Борис Борисович Львин, еще больше сутулясь — тяжесть свалившейся ответственности окончательно его придавила, — напомнил, что если утрата Ромина для всех — это горе нашей словесности, то для Авенира Ильича — глубокая личная трагедия, незаживающая рана. И перед тем, как дать ему слово, хочется по-человечески выразить и благодарность за то, что он здесь, и самое искреннее сочувствие.
Авенир Ильич взглянул на собравшихся.
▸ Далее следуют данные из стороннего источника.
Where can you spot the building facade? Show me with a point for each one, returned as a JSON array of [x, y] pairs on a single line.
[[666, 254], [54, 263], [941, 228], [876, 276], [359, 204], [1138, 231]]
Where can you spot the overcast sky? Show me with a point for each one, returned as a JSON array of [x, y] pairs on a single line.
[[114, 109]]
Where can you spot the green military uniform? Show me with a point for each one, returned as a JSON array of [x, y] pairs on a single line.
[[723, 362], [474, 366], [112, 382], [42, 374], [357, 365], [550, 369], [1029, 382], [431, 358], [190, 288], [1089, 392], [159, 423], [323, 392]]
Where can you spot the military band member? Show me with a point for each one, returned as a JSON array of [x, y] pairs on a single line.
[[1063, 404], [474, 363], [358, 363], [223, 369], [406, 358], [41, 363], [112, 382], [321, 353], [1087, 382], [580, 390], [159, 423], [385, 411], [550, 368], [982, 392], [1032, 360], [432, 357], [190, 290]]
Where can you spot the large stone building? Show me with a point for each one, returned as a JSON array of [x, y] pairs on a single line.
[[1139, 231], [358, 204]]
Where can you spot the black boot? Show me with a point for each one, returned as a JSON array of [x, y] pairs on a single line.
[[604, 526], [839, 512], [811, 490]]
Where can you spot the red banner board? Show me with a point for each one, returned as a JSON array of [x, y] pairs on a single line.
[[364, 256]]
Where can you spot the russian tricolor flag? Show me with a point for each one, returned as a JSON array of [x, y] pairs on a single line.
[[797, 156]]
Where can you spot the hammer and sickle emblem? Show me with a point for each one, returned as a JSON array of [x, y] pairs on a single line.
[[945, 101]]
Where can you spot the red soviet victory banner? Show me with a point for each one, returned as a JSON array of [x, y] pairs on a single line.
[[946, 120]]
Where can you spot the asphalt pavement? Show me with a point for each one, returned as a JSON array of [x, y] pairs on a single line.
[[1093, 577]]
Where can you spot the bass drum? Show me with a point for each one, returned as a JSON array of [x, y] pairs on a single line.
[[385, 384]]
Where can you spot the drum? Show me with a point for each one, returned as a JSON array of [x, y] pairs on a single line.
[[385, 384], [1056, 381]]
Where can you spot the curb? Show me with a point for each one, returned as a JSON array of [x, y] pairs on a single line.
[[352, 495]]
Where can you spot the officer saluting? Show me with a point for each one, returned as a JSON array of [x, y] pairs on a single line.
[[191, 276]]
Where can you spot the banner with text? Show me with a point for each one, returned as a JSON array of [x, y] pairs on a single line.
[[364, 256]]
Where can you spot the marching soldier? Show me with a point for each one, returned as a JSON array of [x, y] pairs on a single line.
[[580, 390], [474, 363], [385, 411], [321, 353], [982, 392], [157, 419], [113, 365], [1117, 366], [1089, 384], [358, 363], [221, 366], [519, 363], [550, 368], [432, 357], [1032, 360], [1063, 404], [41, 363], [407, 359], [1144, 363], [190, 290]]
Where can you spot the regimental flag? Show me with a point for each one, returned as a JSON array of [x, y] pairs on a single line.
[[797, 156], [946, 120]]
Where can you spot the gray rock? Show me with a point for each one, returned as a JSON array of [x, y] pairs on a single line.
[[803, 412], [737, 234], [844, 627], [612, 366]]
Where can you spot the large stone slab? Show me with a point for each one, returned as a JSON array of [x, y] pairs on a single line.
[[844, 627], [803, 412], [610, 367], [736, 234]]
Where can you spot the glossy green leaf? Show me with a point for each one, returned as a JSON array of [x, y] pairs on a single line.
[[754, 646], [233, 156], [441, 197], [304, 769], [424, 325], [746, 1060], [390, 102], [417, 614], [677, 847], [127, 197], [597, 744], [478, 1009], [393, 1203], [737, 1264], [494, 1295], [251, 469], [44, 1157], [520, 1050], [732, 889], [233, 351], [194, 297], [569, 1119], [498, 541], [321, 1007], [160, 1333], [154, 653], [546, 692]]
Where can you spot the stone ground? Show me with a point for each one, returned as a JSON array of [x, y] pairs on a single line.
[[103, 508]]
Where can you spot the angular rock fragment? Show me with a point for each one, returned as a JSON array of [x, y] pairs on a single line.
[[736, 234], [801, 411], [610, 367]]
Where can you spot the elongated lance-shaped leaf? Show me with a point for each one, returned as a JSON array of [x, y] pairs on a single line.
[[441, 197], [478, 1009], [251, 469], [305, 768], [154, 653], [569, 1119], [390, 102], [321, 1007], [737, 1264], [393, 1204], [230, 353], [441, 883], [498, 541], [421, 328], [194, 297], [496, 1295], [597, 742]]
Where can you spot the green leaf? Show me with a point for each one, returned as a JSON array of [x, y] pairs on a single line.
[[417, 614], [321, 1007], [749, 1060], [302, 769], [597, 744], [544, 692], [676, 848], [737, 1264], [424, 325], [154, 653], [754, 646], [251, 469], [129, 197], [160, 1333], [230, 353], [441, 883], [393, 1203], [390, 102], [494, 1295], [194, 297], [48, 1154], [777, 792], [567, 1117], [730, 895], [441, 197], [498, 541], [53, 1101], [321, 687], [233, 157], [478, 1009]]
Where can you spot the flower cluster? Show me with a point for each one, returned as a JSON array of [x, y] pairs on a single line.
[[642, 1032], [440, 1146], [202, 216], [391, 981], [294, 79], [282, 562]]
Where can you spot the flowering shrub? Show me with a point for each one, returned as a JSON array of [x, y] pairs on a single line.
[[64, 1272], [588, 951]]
Вика и Нинель Алексеевна пригорюнились, Милица Антоновна скорбно поджала бледные губы. Тобольский сидел с напряженным лицом, казалось, что он вот-вот расплачется. Сермягин ласкал ушную мочку, лицо его выражало преданность. Молодые филологи приготовились слушать. Все, кто сидел за длинным столом, смотрели с торжественным ожиданием. Плотный мужчина с короткой стрижкой благожелательно лучился. Бурский и тут нашел, как в столовой, укромное местечко в сторонке. Взгляд его был неподвижен и мрачен. А Роза со странной озабоченностью смотрела на боковую стену, как будто различая на ней не видимые никому письмена.
О чем бы я сейчас мог сказать? — невольно подумалось ему.